Questo gioiello made in Italy è davvero dotato di caratteristiche stupefacenti; i modelli esposti sono dotati di un motore turbo benzina 6 cilindri 2.9 da 510 CV di derivazione Ferrari. Con questo equipaggiamento la nuova Giulia potrà assicurare delle prestazioni di tutto rispetto, con una velocità di punta pari a 307 Km/h e tempi di 3,9” per andare da 0 a 100 Km/h.

Top di gamma anche per quanto riguarda le emissioni: 198  grammi di  CO2 per chilometro.

Per garantire queste straordinarie prestazioni Alfa Romeo ha utilizzato materiali ultra leggeri, quali fibra di carbonio, alluminio e materiale plastico, raggiungendo così un peso a vuoto di 1.524 Kg.
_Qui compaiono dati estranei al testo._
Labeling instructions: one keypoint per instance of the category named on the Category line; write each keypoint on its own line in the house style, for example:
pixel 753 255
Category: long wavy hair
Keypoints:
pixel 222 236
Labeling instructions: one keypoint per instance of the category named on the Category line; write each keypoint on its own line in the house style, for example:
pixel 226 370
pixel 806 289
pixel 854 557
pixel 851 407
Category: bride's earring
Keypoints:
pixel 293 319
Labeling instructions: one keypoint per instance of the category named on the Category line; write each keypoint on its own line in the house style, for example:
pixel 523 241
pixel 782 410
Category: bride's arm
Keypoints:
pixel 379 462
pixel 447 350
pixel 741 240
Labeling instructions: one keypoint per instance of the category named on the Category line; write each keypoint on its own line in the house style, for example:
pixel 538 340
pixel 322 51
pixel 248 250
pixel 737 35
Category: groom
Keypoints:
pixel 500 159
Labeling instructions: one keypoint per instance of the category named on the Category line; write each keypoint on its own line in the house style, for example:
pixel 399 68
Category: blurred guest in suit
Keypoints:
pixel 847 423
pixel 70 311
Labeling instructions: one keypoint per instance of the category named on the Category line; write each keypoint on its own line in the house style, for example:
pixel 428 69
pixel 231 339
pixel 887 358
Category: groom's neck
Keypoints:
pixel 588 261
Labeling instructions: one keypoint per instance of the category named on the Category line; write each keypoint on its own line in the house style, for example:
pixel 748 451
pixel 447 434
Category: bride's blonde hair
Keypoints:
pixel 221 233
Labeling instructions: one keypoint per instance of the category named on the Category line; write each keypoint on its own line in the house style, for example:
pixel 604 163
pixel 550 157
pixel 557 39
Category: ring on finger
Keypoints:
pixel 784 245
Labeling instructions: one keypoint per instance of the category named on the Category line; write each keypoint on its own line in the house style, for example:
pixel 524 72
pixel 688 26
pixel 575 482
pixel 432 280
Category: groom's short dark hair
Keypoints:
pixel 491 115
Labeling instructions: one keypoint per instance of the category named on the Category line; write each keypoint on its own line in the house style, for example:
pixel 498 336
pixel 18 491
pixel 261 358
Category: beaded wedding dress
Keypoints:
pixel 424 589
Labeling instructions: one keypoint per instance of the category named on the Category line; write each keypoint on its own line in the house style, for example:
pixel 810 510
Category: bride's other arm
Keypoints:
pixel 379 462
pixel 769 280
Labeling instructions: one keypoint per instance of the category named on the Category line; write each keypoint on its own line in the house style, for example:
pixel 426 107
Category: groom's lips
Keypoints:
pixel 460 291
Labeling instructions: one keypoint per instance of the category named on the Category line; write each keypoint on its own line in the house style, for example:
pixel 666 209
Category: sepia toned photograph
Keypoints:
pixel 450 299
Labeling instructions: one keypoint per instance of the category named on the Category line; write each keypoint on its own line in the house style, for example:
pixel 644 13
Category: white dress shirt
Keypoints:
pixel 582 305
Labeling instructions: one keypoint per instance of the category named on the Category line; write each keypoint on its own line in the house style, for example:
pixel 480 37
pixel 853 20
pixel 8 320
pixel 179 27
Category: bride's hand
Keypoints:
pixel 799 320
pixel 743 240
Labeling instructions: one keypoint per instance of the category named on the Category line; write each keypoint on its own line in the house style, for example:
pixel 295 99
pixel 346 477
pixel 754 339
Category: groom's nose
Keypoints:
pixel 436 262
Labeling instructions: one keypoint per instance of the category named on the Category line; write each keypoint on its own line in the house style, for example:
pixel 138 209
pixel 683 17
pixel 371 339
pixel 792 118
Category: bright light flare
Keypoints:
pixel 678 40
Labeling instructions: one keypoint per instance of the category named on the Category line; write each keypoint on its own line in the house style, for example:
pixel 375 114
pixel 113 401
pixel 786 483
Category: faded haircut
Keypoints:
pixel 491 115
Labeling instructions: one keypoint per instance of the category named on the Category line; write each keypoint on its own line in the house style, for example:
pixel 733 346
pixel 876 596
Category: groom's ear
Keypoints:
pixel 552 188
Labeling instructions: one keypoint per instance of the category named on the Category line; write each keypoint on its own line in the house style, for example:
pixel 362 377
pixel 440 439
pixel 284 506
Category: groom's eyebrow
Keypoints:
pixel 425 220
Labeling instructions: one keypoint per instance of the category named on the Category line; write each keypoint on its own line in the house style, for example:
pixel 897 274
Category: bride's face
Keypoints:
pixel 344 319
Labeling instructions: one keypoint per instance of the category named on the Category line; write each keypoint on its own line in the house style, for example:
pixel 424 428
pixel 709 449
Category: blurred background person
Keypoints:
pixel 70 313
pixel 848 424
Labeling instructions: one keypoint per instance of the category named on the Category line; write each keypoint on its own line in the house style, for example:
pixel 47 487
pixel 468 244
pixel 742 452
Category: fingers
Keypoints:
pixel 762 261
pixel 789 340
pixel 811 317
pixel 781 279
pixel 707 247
Durante la presentazione a Francoforte è stato più volte ribadito l’obiettivo della casa del Biscione, ovvero porre il guidatore al centro. Gli interni della nuova Giulia, semplici e minimalisti lo dimostrano con i loro due comandi principali: il selettore DNA per impostare le modalità della dinamica di guida e la manopola dell’infotainment. Molto bello anche il volante a tre razze con il comando di accensione/spegnimento e il tasto per il cruise control di tipo adattivo.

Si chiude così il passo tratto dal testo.